The Dakota Access Pipeline Continues
Recently, the Army granted the necessary permits for the Dakota Access Pipeline (“DAPL”). This comes after the project was halted in late 2016 so that further environmental impact statements could be made. Now, the Cheyenne River Sioux are challenging this permit on the grounds that there has been an improper environmental impact statement and that the project violates their freedom of religion.
In support of this, emergency actions and protests have sprung up across the nation. These actions are significant, as they show the Trump administration, who approved the project and reportedly ordered the permits to be granted, that the public is still against this project and continuing violations of indigenous rights. In addition, these protests can place additional pressure on the judicial process to halt the pipeline until a further environmental impact statement can be done.

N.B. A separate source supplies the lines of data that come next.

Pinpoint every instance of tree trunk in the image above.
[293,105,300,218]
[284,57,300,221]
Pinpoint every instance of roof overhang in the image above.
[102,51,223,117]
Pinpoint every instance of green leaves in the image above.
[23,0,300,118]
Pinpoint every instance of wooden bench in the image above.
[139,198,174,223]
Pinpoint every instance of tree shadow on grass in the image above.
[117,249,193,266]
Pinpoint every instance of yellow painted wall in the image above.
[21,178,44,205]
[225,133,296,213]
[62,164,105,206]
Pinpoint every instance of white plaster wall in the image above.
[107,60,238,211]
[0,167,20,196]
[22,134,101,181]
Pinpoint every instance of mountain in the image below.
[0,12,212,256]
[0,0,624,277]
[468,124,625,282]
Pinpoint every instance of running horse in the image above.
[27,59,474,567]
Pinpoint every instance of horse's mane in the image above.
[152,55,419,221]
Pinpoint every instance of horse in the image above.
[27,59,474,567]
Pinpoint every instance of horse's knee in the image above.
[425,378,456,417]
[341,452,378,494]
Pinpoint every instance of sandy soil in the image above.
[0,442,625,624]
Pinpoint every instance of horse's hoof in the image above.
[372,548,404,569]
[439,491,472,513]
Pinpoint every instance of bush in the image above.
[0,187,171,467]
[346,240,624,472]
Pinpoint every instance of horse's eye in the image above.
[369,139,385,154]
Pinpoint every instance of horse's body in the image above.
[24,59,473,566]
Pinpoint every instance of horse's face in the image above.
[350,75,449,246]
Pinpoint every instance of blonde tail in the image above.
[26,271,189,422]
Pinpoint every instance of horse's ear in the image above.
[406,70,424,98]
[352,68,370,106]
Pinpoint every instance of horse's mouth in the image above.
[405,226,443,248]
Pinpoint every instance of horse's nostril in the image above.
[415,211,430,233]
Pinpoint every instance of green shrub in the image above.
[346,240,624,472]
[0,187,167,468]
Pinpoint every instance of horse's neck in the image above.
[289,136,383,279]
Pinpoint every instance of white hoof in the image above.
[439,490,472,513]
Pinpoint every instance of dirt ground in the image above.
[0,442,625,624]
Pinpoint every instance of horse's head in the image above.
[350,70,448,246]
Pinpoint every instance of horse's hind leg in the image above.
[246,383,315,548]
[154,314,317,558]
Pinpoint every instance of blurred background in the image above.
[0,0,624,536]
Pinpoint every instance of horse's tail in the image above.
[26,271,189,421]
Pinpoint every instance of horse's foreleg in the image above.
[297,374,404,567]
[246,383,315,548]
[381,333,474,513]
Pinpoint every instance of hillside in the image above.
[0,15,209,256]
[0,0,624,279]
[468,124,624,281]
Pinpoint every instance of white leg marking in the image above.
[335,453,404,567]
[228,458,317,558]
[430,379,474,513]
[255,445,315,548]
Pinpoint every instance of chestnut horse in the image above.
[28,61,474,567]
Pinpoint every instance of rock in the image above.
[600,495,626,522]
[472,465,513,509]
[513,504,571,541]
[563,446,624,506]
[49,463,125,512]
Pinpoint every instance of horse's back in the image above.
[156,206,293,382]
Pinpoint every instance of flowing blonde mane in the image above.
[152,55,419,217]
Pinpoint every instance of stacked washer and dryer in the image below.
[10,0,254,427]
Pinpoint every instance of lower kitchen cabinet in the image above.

This violation of indigenous rights comes at a time where the administration and Republican Congress are seeking to gut regulatory regimes. These cuts have focused on environmental and health regulations, with the push to deregulate coming from erroneous misinformation campaigns. Although numerous organizations have filed suit to prevent the administration’s “2 for 1” Executive Order, we must not forget that direct action goes a long way in influencing public policy and judicial decisions. This Executive Order, which mandates that for every one regulation promulgated, two must be cut, has dangerous implications for environmental and health regulations. The impact of this regulation will fall squarely on communities of color and low-income communities.